Regarding the rectification, the arc will have very minimal effect in this area, however even here a dc voltage induced on the line by the arc is still a spike, and these can effect the operation of certain electrical equipment.

Tungsten filament and Tungsten Halogen lamps are susceptible to all spikes, whether ac or dc, some more so than others. Discharge lighting is less effected due to the control tending to being the biggest culprit of interference in the system..as you rightly pointed out.
 
You know, this is the problem with having electrical engineers. In the old days you had plain old electricians who could make circuits just work without any of this disagreement. Now we end up with a diatribe over spikes on a lighting circuit ;)

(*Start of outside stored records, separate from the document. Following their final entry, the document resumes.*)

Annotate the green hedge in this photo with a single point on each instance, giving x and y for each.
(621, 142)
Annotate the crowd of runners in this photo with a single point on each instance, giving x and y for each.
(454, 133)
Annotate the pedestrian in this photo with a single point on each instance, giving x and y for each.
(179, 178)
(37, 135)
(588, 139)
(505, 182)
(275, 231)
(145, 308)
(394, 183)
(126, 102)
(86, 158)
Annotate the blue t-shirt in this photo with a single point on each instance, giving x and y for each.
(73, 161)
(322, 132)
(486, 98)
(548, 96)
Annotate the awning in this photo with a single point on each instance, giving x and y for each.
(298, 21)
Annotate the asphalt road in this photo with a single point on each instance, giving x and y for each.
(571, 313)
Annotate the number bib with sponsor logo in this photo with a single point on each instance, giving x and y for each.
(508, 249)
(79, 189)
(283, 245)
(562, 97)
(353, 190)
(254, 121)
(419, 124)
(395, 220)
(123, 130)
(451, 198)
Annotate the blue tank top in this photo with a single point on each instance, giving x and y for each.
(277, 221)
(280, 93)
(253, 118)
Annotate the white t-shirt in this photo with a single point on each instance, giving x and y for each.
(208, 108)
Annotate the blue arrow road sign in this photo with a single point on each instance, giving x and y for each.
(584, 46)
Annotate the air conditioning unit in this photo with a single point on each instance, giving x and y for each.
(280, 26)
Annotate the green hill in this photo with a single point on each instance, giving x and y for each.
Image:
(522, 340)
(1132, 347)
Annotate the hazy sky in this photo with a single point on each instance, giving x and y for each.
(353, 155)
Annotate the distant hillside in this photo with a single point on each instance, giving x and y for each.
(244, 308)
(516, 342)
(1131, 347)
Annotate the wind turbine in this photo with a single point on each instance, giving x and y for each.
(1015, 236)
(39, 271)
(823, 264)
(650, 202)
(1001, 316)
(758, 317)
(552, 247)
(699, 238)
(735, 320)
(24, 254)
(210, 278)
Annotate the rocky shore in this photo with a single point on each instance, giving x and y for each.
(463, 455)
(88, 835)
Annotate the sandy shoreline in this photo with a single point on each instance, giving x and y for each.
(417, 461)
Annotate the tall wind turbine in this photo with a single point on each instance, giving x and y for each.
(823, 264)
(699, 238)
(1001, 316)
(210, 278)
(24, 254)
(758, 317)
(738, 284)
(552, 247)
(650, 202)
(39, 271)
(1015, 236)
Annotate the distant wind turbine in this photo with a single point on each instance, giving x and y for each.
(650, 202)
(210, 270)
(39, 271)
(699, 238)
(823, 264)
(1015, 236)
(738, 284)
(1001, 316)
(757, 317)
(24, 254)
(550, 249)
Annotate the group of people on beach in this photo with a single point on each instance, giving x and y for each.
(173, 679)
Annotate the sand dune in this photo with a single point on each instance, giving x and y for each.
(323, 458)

Reminds me of the episode of "Dexter's Lab" where the electrician fixed up the nuclear reactor to work at 100% efficiency.

As a common-or-garden physicist in a "heightened state of refreshment" (i.e. a bottle of a rather nice red inside me :D ) I will ask you to humour me on this one, but surely a "spike" is any delta function, whether it be in the energy or time domain?

However, reading all the posts I think you are both getting at the same thing. In the case of an old/dirty/pitted switch, or indeed any switch in the real world, this will present a load to the supply. Thus if you apply one of those lovely theorems that electrical/electronic types love, such as Kirchhoff or superposition, then it all adds up to zero and energy is conserved. Which makes me, as a physicist, ecstatic.
 
I don't think it is the switch as some positions blow more often than others. At the moment we only use the 3 "best" ones. The other 3 are empty as they blow too frequently.

I thought I had read somewhere that halogens had a longer life than ro80 bulbs, but I may have misread something..
 
Broadway, it will all depend on manufacturer, and whether anyone is giving that advice whilst peddling halogen lights and lamps
 
I've got RO80s. One's a 60W, and it lasts forever, but it's another story with the 100s. The ones on dimmers aren't too bad, but the undimmed ones have a distressingly short life.

As they were undimmed I did try some low-energy equivalents, and was getting on splendidly with the GE Genura lamps, until one exploded one day, spraying out shards of glass and molten metal. Nobody underneath, fortunately, but I didn't want to take any more risks so back went the incandescents...

I would never recommend them to anybody.

BTW, broadway - don't forget that whenever you see a bulb life quoted, chances are it refers to the time by which 50% of the bulbs fail.....
 
FWL_Engineer said:
The spike can actually be at the same voltage, however if the frequency is different a spike will result.
Myself and several engineers at work had a chuckle over your reply( it took us a while to fathom your use of english and reasoning in the above sentence) , If the "spike"(the name says it all) was at the same voltage as the sine wave at that particular moment in time then you wouldn't see it! (common sense) To elaborate on my previous post a Spike is an overvoltage peak on a sine wave(or other wave) at an instance in time .
I havnt even got the energy left (or the will to live )anymore to have to answer back regarding your comments about "Harmonics" in this subject, again it generated a lot of amusement in it's irrelevance.
 
Ken, I really think you should go back to college and do some serious education, you obviously know nothing about what your trying to talk about if you feel you know more than the entire Engineering and Scientific communities of the entire planet.